I recently attended the World Orphan Drug Congress in Boston, and one of the things I appreciated most was that many of the conversations were less about commercialization and more about how we continue to evolve the science behind developing therapies for rare and ultra-rare diseases.
At Egeria, we spend a great deal of time talking with patients, caregivers, and physicians. One thing we hear repeatedly is that two people with the same rare disease can have remarkably different experiences. Symptoms vary. Severity varies. The aspects of the disease that have the greatest impact on daily life can vary. That reality isn’t new. What was interesting was seeing how clinical trial thinking is beginning to catch up with it.
Several sessions focused on moving beyond singular endpoints toward composite measures that better capture the overall burden of disease. Rather than relying on one assessment, such as a six-minute walk test or a single measure of lung function, researchers are increasingly asking how to evaluate improvement across the many ways a disease can manifest. It seems like a subtle shift, but it has significant implications. If we’re measuring what truly matters to patients, we’re more likely to demonstrate meaningful benefit in a way that reflects the reality of living with these conditions.
That same willingness to rethink convention extended to trial design itself.
In ultra-rare diseases, every patient enrolled in a clinical trial is incredibly valuable. Several discussions explored alternatives to traditional control arms, including the possibility of using carefully curated historical data as an external control instead of assigning patients to standard of care when they could potentially benefit from an investigational therapy. These approaches are not without challenges, but they reflect a broader willingness to think creatively about how to generate rigorous evidence in very small patient populations.

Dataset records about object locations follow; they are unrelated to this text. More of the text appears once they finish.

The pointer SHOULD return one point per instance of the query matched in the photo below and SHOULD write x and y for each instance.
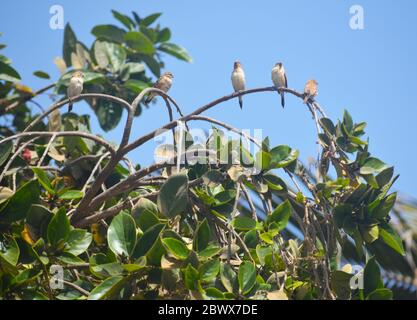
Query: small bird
(279, 79)
(164, 83)
(310, 90)
(75, 87)
(238, 80)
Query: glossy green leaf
(124, 19)
(373, 166)
(191, 278)
(228, 278)
(209, 270)
(243, 223)
(246, 277)
(145, 214)
(78, 241)
(18, 205)
(71, 195)
(388, 235)
(109, 32)
(70, 43)
(176, 247)
(176, 51)
(380, 294)
(107, 288)
(58, 228)
(148, 240)
(139, 42)
(281, 215)
(5, 150)
(202, 236)
(121, 235)
(282, 156)
(9, 251)
(173, 196)
(372, 276)
(7, 73)
(108, 114)
(44, 180)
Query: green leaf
(372, 276)
(109, 32)
(372, 166)
(147, 21)
(370, 234)
(70, 44)
(18, 205)
(109, 54)
(9, 251)
(209, 270)
(191, 278)
(139, 42)
(228, 278)
(136, 86)
(176, 51)
(282, 156)
(5, 150)
(246, 277)
(78, 241)
(42, 75)
(164, 35)
(152, 64)
(107, 288)
(385, 206)
(328, 125)
(388, 235)
(202, 236)
(70, 259)
(71, 195)
(7, 73)
(380, 294)
(108, 114)
(58, 228)
(281, 215)
(121, 235)
(176, 247)
(263, 160)
(173, 196)
(44, 180)
(145, 214)
(125, 20)
(243, 223)
(148, 240)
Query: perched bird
(75, 87)
(164, 83)
(238, 80)
(279, 79)
(310, 90)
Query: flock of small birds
(164, 83)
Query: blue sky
(370, 72)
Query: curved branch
(85, 135)
(138, 142)
(81, 96)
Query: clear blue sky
(371, 72)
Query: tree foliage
(259, 225)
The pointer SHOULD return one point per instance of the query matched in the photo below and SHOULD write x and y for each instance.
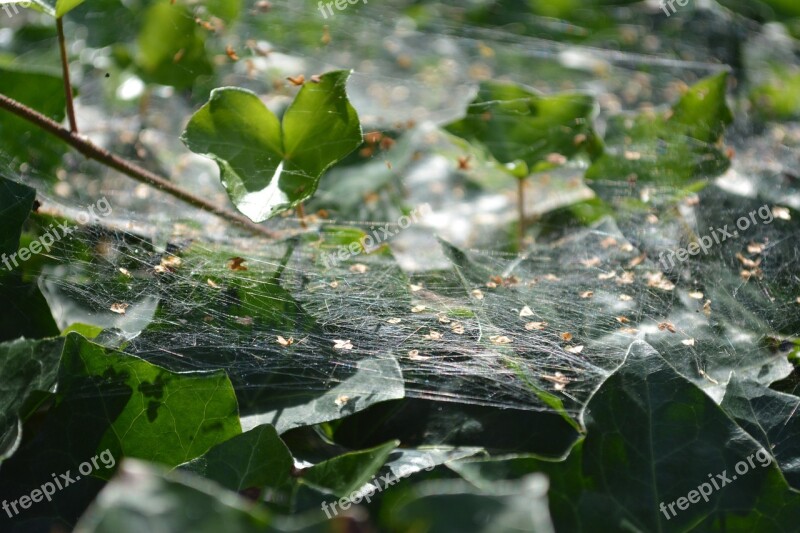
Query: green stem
(521, 212)
(73, 124)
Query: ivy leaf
(347, 473)
(674, 148)
(20, 140)
(671, 438)
(143, 497)
(25, 366)
(453, 506)
(16, 201)
(268, 165)
(61, 7)
(769, 416)
(65, 6)
(161, 407)
(257, 458)
(171, 48)
(39, 5)
(516, 124)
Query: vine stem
(103, 156)
(73, 124)
(521, 213)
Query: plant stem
(101, 155)
(73, 124)
(301, 213)
(521, 212)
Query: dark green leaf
(268, 166)
(514, 123)
(257, 458)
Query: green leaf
(171, 47)
(228, 10)
(43, 91)
(674, 149)
(257, 458)
(375, 380)
(16, 202)
(40, 5)
(769, 417)
(268, 166)
(349, 472)
(454, 506)
(25, 366)
(145, 497)
(161, 410)
(65, 6)
(671, 437)
(516, 124)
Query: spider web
(443, 311)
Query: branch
(101, 155)
(73, 124)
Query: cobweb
(453, 313)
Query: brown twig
(101, 155)
(301, 214)
(73, 124)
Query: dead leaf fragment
(285, 342)
(669, 326)
(433, 336)
(535, 326)
(559, 379)
(341, 344)
(608, 242)
(658, 281)
(415, 356)
(235, 264)
(590, 263)
(626, 278)
(342, 400)
(119, 308)
(359, 268)
(748, 263)
(781, 213)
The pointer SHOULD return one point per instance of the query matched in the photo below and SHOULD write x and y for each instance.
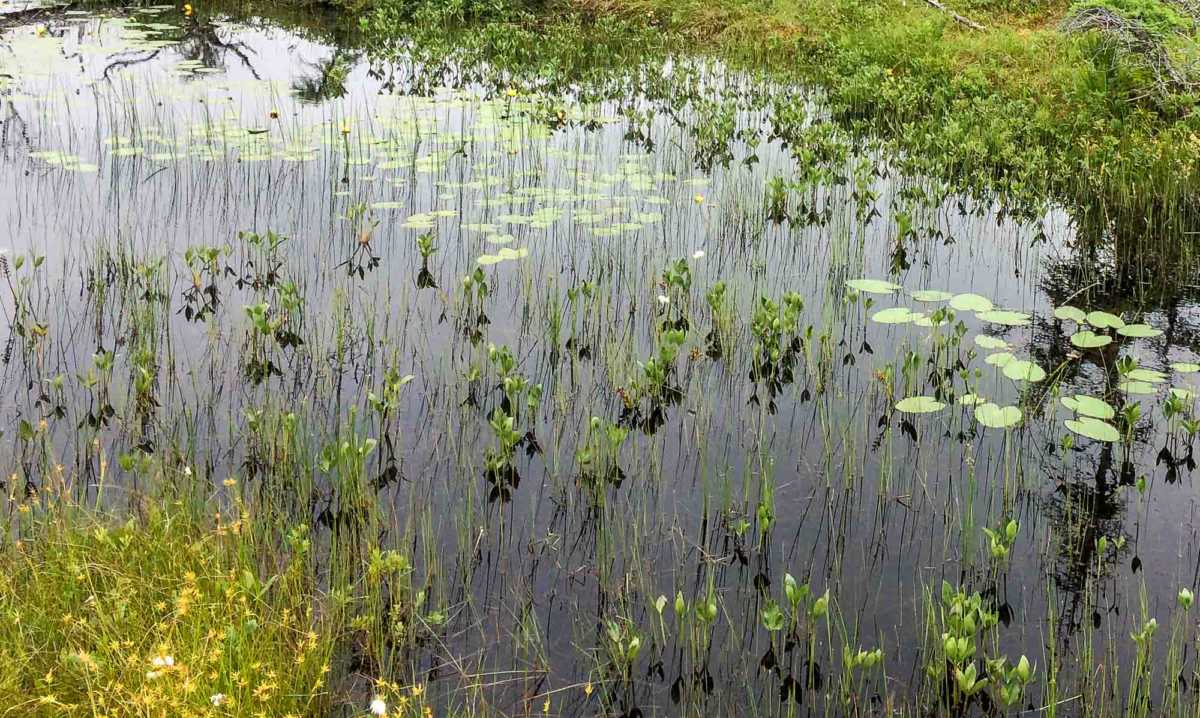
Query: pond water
(234, 251)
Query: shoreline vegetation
(1091, 103)
(281, 585)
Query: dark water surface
(129, 138)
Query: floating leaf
(1071, 312)
(996, 417)
(1019, 370)
(1090, 340)
(971, 303)
(1089, 406)
(1138, 330)
(919, 405)
(931, 295)
(897, 315)
(874, 286)
(1006, 317)
(1104, 321)
(1093, 429)
(990, 342)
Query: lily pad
(1093, 429)
(997, 417)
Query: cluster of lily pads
(1095, 329)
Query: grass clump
(168, 612)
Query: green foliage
(1156, 16)
(168, 611)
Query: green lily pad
(919, 405)
(971, 303)
(1090, 340)
(1095, 429)
(996, 417)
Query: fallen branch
(958, 18)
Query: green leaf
(1095, 429)
(996, 417)
(919, 405)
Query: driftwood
(957, 17)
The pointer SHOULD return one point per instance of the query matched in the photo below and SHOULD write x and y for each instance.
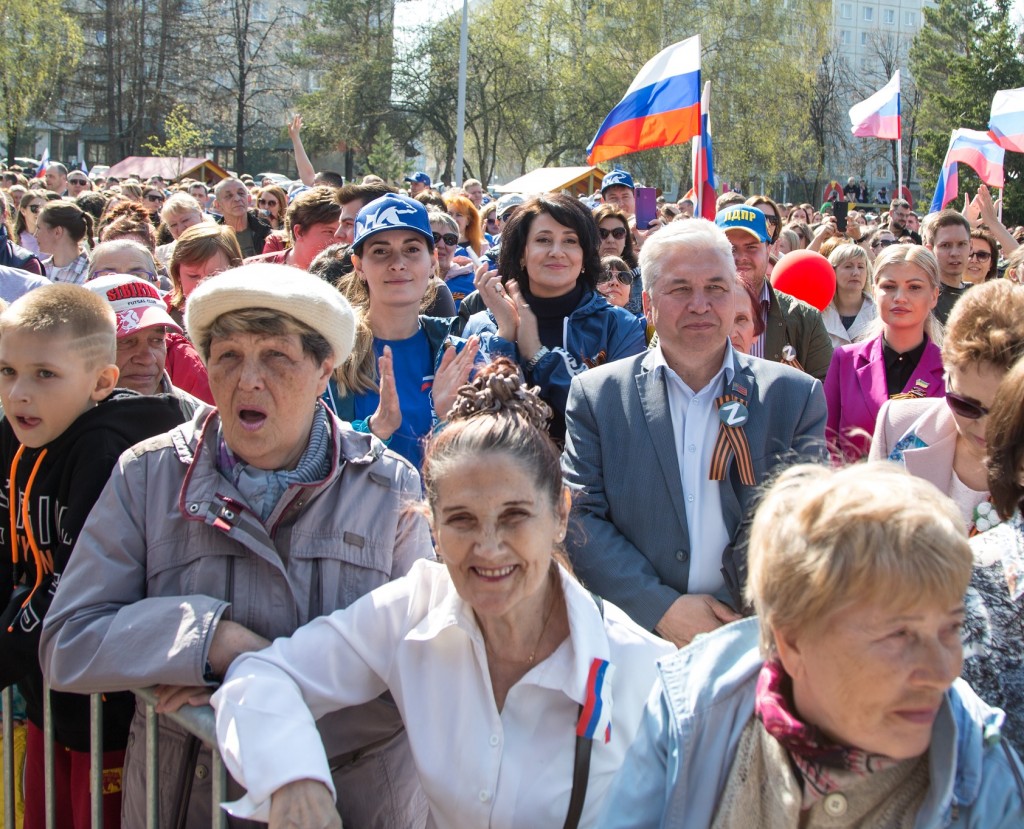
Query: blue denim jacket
(678, 766)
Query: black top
(899, 367)
(68, 482)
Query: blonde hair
(920, 257)
(67, 310)
(823, 539)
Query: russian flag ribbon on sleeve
(879, 116)
(595, 718)
(1006, 124)
(662, 107)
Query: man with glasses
(78, 182)
(947, 234)
(795, 333)
(231, 200)
(56, 178)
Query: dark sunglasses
(965, 407)
(449, 238)
(623, 275)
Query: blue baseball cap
(742, 217)
(617, 178)
(391, 212)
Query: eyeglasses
(624, 276)
(148, 275)
(449, 238)
(965, 407)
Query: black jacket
(67, 477)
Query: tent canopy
(169, 169)
(578, 180)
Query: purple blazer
(855, 390)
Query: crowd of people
(467, 511)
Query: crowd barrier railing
(196, 720)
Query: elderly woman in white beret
(840, 705)
(236, 528)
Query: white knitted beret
(278, 288)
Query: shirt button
(835, 804)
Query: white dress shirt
(694, 423)
(416, 637)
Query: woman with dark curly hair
(543, 302)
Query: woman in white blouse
(849, 316)
(509, 675)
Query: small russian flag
(595, 720)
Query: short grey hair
(696, 235)
(446, 219)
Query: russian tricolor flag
(662, 106)
(1006, 124)
(879, 116)
(976, 149)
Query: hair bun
(500, 389)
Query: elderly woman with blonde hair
(840, 705)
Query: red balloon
(806, 275)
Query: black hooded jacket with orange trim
(58, 484)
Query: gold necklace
(544, 628)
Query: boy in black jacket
(65, 429)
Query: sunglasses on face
(624, 276)
(965, 407)
(449, 238)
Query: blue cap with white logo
(391, 212)
(617, 178)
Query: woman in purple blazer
(902, 360)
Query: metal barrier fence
(197, 721)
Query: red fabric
(185, 367)
(71, 779)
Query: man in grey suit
(665, 451)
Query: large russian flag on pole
(662, 106)
(976, 149)
(1006, 124)
(879, 117)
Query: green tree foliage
(39, 48)
(966, 52)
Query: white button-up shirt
(416, 637)
(694, 424)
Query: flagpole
(899, 168)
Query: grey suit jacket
(629, 540)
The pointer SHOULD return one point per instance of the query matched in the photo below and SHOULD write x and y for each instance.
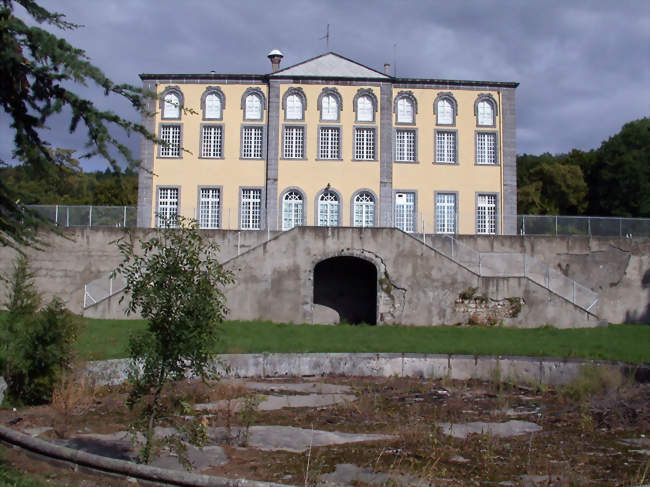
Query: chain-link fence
(88, 216)
(590, 226)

Of course, innovation in trial design also depends on regulators being willing to evolve alongside the science. As our understanding of rare diseases grows, the frameworks we use to evaluate meaningful evidence need to evolve as well.
Another fascinating topic was the idea of N-of-1 therapies, where a treatment is developed for a single patient with an ultra-rare genetic condition. It’s hard to imagine a more personalized approach to medicine, and it raises important questions about development, regulation, and access. While these cases are uncommon, they offer a glimpse into where precision medicine may be headed.
Finally, one theme was impossible to miss throughout the conference: advocacy. Patients, caregivers, and advocacy organizations are increasingly becoming partners from the earliest stages of product development, not just participants once a clinical trial begins. They are helping researchers understand which outcomes matter most, how disease truly affects daily life, and ultimately how therapies should be evaluated.
For me, the common thread running through many of these discussions was a willingness to challenge long-held assumptions. Whether it was rethinking clinical endpoints, exploring new trial designs, or bringing patients into development earlier, the underlying question was the same: How do we generate evidence that better reflects the realities of rare disease?